When identifying codes manually it was necessary to record the relevant code, in the margin of the transcript using different coloured highlighter pens. An A4 notebook proved useful in recording where codes could be found across the data set. Participant’s names were listed across the top of the page so that when codes were later identified in relation to each participant they could be added to the column
165 below. The recorded information comprised page numbers, from transcripts, observation notes and documentation, and a phrase or two for clarification. If a section of data encompassed one of the a priori themes then it was appropriate to attach a code. In instances where no relevant theme existed, a new one was added or an existing code was modified (See Appendix D, for the template used on the theme of support). Changing the template to accommodate the text made analysis more inductive.
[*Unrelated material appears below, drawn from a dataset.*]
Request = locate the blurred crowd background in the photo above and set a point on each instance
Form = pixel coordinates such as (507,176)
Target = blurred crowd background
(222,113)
As the process continued more themes emerged, this resulted in going back to previously coded data to see if there was any evidence of information previously not recognised as significant, this avoided the risk of missing information about the underlying structures and mechanisms. The coding exercise was initially undertaken independently, however later modified as different iterations of the findings chapter emerged during the write up stage.